Wall Street’s main indexes pushed higher, led by energy and financial stocks after a U.S. military strike captured Venezuelan President Nicolas Maduro, Reuters reported. “It’s normal for markets to try to start a new month or a new year on a positive tone,” said Steve Sosnick, chief market analyst at Interactive Brokers. Markets are pricing in about 60 basis points of U.S. rate cuts this year, Reuters said. Reuters
That rate path matters for clean-energy suppliers because many utility-scale projects rely on long-term financing, and higher yields can tighten budgets. The Labor Department is scheduled to release the December employment report on Friday, Jan. 9, at 8:30 a.m. ET, a data point that can reset expectations for the Federal Reserve.
Moves across storage and electrification names were mixed. Stem rose about 7% and Tesla gained about 4% as Fluence drifted lower.
Fluence sells large battery energy storage systems, known as BESS, that store electricity for later use and help grid operators manage swings in solar and wind output. Its software tools aim to optimize how those batteries charge and discharge.
In a Nov. 24 filing, the company projected fiscal 2026 revenue of about $3.2 billion to $3.6 billion and adjusted EBITDA of $40 million to $60 million. It said about 85% of its revenue guidance midpoint was covered by backlog as of Sept. 30, with backlog meaning contracted orders not yet recorded as revenue.
Investors have focused on how quickly Fluence converts that backlog into revenue, and whether profitability improves as project volumes scale.
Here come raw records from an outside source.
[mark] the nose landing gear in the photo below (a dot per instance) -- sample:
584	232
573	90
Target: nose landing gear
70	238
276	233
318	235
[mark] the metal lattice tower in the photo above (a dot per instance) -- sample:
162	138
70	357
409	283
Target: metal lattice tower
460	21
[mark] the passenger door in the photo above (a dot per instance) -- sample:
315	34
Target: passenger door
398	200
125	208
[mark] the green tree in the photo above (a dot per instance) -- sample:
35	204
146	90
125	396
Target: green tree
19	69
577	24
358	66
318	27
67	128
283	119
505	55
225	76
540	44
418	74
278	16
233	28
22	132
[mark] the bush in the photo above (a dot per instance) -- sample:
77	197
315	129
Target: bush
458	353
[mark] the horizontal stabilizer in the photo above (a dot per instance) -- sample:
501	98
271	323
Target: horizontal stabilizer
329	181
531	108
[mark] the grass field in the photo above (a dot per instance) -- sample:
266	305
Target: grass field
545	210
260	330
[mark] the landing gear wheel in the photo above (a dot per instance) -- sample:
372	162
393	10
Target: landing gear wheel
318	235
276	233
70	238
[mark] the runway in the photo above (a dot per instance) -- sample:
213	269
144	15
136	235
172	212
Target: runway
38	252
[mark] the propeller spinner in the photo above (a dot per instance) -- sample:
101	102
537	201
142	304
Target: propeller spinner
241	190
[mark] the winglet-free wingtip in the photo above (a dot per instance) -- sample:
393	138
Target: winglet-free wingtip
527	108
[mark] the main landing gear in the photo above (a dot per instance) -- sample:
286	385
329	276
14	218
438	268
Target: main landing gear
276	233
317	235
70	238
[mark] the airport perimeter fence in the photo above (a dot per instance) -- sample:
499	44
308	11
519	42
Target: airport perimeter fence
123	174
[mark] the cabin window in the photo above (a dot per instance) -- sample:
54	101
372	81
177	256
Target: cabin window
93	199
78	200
Monday’s pullback underscored the stock’s high beta — meaning it tends to swing more than the broader market when sentiment shifts.
But storage deliveries can be lumpy, and project start dates can slip when customers adjust timelines or financing costs change. Fresh pricing pressure or execution missteps would put the company’s profit targets back under scrutiny.
Short-term traders will watch whether the stock holds above the day’s lows after failing to sustain levels above $23, and whether broader risk appetite remains intact into Friday’s data. Volatility typically rises around major macro releases.